I maglioni di Natale non sono che la punta dell’iceberg di un fenomeno mondiale, che ci tocca da vicino e che a Natale, nonostante le buone intenzioni, peggiora notevolmente. Secondo Codacons, che ogni anno stila la classifica dei regali natalizi più gettonati, l’acquisto di vestiario o di accessori moda sta al primo o al secondo posto, a seconda degli anni, complice la varietà e la quantità di articoli di tendenza a basso costo, resi ancora più disponibili dalle piattaforme on-line. È tra gli effetti della fast-fashion, la moda ultrarapida, un trend iniziato al principio degli anni 2000 e che da 20 anni a questa parte ha avuto un vero e proprio boom. Se prima i grandi marchi di moda facevano uscire due collezioni all’anno, quelli della fast fashion, – tra cui i nomi più noti sono H&M, Zara, Bershka, Primark e, tra gli ultimi arrivati, Shein, il colosso cinese – ne sfornano di continuo. Il motore di tutto sono prodotti che seguono la moda, ma con qualità e quindi prezzi molto bassi, realizzati in Paesi in cui la manodopera è a bassissimo costo. Vestiti praticamente usa e getta, fatti in buona parte di plastica, che sono la terza causa d’inquinamento del Pianeta.

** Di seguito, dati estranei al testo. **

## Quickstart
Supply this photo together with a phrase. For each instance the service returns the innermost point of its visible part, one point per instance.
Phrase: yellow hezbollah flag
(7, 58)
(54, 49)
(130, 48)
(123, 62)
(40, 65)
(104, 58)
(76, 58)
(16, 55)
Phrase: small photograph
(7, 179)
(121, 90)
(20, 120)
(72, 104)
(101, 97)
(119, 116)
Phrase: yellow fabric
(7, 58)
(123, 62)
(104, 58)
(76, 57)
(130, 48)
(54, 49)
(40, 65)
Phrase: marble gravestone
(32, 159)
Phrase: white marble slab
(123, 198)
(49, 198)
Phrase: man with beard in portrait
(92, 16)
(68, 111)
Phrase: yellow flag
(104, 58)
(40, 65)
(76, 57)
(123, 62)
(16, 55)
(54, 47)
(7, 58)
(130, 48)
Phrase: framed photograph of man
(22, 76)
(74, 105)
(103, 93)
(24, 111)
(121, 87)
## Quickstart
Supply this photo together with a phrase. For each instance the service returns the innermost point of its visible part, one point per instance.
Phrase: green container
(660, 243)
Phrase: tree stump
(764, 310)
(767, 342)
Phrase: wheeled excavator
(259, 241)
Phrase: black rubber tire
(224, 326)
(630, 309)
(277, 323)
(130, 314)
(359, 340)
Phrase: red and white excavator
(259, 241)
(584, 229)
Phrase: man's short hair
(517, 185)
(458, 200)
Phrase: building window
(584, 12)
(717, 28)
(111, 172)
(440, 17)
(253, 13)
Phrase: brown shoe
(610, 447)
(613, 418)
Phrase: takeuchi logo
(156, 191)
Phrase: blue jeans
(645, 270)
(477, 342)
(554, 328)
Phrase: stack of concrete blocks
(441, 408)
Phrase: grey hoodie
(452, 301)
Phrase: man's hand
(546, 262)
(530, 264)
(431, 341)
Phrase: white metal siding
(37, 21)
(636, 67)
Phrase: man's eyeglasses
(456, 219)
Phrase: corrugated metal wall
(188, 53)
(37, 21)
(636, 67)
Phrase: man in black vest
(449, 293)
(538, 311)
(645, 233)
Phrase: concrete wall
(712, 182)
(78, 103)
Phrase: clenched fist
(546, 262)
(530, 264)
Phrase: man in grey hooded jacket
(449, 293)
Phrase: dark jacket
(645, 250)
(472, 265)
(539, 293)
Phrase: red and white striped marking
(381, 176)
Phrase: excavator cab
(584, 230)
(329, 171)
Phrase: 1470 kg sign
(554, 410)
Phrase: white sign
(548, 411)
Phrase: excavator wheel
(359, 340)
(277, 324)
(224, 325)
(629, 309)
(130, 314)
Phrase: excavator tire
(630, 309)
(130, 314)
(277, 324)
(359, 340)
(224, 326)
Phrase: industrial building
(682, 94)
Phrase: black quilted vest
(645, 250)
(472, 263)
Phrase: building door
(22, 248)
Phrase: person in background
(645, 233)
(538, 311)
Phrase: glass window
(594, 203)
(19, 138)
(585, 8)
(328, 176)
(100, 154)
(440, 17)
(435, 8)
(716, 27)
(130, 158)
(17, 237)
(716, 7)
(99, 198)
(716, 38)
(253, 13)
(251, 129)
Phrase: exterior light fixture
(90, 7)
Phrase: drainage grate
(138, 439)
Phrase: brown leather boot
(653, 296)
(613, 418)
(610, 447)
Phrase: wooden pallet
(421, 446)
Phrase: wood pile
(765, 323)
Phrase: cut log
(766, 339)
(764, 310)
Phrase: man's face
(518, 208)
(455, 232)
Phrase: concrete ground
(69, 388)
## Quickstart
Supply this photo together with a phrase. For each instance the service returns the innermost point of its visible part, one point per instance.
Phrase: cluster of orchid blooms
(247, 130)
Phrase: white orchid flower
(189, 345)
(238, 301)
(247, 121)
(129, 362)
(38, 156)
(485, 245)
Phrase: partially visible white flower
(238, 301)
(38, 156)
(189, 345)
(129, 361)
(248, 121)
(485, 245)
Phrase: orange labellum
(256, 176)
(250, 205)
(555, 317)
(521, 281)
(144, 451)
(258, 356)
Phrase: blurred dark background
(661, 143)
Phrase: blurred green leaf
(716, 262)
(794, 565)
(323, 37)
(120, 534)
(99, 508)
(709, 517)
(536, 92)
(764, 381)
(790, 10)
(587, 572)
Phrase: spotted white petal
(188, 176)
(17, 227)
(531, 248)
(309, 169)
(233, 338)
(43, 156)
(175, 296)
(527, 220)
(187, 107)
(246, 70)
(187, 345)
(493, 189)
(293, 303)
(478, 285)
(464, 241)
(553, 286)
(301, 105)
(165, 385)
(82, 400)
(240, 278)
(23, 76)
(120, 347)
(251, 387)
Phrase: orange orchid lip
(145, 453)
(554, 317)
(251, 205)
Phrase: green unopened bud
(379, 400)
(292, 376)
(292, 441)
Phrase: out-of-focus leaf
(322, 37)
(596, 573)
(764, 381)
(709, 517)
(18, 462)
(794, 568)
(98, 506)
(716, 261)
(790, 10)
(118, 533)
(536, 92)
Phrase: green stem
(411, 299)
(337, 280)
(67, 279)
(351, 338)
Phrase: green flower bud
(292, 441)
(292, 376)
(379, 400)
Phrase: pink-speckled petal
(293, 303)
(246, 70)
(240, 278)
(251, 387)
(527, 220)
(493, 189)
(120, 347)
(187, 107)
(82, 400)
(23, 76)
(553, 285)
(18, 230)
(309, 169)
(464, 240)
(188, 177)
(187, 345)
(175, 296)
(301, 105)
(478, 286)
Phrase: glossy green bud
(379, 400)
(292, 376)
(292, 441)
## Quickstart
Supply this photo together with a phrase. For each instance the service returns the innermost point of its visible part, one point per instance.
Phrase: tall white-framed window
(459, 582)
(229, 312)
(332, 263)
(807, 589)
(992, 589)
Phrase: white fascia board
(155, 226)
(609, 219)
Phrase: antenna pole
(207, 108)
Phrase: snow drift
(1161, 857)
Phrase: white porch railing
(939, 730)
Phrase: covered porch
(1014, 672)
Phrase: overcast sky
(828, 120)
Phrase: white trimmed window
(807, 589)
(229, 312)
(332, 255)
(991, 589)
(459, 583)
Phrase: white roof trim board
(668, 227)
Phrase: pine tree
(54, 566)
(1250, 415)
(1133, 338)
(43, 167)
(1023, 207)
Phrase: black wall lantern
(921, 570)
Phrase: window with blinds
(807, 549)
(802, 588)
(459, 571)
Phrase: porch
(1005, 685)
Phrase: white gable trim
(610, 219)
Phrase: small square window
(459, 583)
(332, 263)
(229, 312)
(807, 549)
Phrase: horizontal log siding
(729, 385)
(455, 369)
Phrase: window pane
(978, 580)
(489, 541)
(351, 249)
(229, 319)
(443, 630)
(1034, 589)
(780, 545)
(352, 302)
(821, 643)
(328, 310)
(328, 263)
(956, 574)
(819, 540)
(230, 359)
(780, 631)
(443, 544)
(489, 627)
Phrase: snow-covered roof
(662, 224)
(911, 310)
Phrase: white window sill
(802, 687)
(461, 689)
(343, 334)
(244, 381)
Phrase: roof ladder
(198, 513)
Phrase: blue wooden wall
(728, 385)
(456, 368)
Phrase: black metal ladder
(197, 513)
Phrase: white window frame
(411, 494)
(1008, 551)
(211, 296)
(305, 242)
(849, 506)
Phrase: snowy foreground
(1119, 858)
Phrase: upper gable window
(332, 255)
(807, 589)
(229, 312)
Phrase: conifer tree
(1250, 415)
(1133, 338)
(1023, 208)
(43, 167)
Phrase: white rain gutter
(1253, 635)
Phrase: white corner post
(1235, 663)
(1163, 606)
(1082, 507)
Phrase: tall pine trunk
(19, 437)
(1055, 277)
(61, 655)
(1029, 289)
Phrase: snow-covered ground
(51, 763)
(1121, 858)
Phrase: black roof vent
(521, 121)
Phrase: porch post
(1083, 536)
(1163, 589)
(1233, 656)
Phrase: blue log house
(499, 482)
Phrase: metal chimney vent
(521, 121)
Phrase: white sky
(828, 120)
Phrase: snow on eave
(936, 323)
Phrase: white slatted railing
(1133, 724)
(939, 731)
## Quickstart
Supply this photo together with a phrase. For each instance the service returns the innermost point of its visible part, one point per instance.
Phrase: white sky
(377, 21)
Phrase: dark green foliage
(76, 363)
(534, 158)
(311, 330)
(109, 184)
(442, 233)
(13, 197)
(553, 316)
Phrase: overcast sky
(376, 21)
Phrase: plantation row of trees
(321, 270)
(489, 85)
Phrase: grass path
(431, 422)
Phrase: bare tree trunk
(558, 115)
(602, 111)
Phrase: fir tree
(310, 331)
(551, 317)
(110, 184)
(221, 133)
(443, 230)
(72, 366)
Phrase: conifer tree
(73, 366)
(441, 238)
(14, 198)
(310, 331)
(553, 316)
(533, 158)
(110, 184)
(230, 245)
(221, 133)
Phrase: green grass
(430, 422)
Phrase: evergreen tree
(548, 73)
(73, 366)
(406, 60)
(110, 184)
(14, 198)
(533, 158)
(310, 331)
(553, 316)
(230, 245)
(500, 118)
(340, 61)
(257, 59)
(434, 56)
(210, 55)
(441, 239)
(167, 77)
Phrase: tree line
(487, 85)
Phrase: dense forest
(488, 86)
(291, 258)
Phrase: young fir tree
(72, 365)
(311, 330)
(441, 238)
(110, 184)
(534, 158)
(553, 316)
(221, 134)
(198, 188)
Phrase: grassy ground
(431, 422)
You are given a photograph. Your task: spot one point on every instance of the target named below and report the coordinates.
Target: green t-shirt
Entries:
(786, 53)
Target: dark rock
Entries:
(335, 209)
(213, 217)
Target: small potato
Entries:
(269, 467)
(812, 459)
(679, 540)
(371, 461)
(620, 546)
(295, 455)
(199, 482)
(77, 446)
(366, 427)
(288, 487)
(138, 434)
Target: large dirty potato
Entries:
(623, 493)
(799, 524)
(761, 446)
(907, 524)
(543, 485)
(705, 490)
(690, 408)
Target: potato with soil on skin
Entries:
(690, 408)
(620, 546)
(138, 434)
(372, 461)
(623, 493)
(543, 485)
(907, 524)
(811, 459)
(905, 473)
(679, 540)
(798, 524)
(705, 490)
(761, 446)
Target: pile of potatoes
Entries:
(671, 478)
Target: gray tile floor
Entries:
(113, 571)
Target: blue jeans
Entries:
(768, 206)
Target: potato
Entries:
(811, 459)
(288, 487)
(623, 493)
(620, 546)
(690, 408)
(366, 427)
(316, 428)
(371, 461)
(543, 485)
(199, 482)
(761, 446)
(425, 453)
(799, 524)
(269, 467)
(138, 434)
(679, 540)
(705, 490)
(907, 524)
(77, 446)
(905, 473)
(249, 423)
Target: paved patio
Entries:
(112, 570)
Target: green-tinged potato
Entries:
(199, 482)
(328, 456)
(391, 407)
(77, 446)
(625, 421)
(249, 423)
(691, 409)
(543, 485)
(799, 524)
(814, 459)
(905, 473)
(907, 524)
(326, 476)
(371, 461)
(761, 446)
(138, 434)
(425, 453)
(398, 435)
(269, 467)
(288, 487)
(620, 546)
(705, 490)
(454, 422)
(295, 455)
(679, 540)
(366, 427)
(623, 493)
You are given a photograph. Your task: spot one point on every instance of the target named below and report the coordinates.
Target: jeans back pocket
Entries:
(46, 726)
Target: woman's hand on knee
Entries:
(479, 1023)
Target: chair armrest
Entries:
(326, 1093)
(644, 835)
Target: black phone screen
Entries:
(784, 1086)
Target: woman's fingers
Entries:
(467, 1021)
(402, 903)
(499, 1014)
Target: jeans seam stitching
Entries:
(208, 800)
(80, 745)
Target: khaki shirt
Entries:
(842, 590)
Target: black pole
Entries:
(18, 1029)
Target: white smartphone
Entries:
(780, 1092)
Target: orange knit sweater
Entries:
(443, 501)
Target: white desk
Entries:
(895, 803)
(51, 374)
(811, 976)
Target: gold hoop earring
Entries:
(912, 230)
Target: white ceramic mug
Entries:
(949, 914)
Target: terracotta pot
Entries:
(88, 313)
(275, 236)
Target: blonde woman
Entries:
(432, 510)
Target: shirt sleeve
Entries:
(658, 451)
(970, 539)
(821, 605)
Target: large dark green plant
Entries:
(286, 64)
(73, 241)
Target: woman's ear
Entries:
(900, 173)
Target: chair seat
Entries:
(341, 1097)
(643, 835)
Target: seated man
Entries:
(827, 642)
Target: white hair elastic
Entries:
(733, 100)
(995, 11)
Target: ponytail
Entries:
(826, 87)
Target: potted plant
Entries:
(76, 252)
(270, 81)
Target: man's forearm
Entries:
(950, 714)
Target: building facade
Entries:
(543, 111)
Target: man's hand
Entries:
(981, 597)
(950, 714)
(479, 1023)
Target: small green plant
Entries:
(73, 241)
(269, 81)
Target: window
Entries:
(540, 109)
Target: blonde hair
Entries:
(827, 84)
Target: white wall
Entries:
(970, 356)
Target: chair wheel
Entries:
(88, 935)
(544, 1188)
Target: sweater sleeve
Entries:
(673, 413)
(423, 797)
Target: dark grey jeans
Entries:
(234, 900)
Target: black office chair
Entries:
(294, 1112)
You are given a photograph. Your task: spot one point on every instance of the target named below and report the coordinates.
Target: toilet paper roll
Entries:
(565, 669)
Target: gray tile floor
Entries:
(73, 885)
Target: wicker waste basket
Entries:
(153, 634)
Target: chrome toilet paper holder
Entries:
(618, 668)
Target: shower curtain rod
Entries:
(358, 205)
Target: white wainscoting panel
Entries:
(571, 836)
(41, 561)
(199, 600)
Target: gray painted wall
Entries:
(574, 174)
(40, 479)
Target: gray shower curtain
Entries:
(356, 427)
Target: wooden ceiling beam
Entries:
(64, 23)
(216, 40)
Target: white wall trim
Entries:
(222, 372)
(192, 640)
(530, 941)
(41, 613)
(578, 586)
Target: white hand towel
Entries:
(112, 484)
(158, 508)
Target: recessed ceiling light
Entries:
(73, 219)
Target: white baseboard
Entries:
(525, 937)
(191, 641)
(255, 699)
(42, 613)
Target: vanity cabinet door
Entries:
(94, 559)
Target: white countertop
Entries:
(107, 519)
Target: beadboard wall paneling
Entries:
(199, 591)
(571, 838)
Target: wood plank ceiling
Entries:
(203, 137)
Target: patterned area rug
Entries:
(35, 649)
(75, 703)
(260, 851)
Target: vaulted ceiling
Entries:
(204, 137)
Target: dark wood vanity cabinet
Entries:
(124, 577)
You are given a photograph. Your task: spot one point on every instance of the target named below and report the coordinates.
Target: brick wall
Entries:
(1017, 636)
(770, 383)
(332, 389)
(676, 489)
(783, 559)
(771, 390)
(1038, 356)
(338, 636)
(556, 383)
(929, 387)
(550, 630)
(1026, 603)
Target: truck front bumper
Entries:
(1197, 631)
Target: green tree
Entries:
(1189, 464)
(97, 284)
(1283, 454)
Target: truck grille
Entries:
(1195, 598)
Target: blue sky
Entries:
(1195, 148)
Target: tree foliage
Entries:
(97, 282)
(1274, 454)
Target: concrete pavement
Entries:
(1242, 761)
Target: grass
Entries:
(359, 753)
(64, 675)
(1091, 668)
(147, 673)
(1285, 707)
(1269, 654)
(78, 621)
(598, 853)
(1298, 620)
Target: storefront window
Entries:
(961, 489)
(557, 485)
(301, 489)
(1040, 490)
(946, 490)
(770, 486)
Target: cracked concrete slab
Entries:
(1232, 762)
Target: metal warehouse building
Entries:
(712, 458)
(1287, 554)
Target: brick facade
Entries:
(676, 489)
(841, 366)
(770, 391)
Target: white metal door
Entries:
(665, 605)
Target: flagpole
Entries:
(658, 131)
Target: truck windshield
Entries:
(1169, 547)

Ma non è esente da responsabilità neppure la moda con la «M» maiuscola, quella dei marchi più noti e persino del «Made in Italy»; sulla carta si seguono le regole, ma poi non c’è sufficiente controllo sui terzisti, a cui è affidata la produzione. «Senza andare tanto lontano, – denuncia Marina Spadafora, stilista e coordinatrice di Fashion Revolution Italia, autrice de La rivoluzione comincia dal tuo armadio (Solferino), insieme con la giornalista Luisa Ciuni – proprio in Italia la guardia di Finanza sta scoprendo sempre più fabbriche e laboratori, in cui la manodopera, fatta di immigrati cinesi e bengalesi, lavora 24 ore su 24, guadagnando una miseria e dormendo addirittura in fabbrica. Anche se non andiamo a produrre all’estero, di fatto abbiamo la Cina e il Sudest asiatico in casa, senza tutele per gli operai e garanzie di qualità e sicurezza sul prodotto».
Soffocati dal tessile
L’Agenzia europea dell’ambiente ha stimato che la produzione tessile mondiale è quasi raddoppiata in 20 anni, dai 58 milioni di tonnellate del 2000 ai 109 milioni di tonnellate del 2020, e si appresta a raggiungere i 145 milioni di tonnellate nel 2030. Ma, secondo Spadafora, i dati sarebbero ancora peggiori: «alcuni studi riportano che il tessile mondiale è cresciuto del 400 per cento in 20 anni», una produzione insostenibile, che lascia sul tappeto enormi problemi. Il più evidente è quello ambientale: per restare all’UE, il consumo annuo medio di prodotti tessili per ogni abitante dell’unione ha richiesto 400 m2 di terreno, 9 m3 d’acqua e 391 chilogrammi di materie prime, causando un’impronta di carbonio di circa 270 chilogrammi. Greenpeace rincara la dose: il 25 per cento dei vestiti prodotti rimane invenduto. Ogni anno soltanto nell’Ue finisce negli inceneritori e nelle discariche l’80 per cento dei 5 milioni di tonnellate di vestiti e calzature scartati, circa 12 chili a persona, mentre meno dell’1 per cento viene riutilizzato. «L’assurdo è che utilizziamo per tale produzione inutile 70 milioni di barili di petrolio a livello mondiale, che a questo punto potrebbero essere meglio impiegati in altri settori industriali e nei trasporti» aggiunge Spadafora.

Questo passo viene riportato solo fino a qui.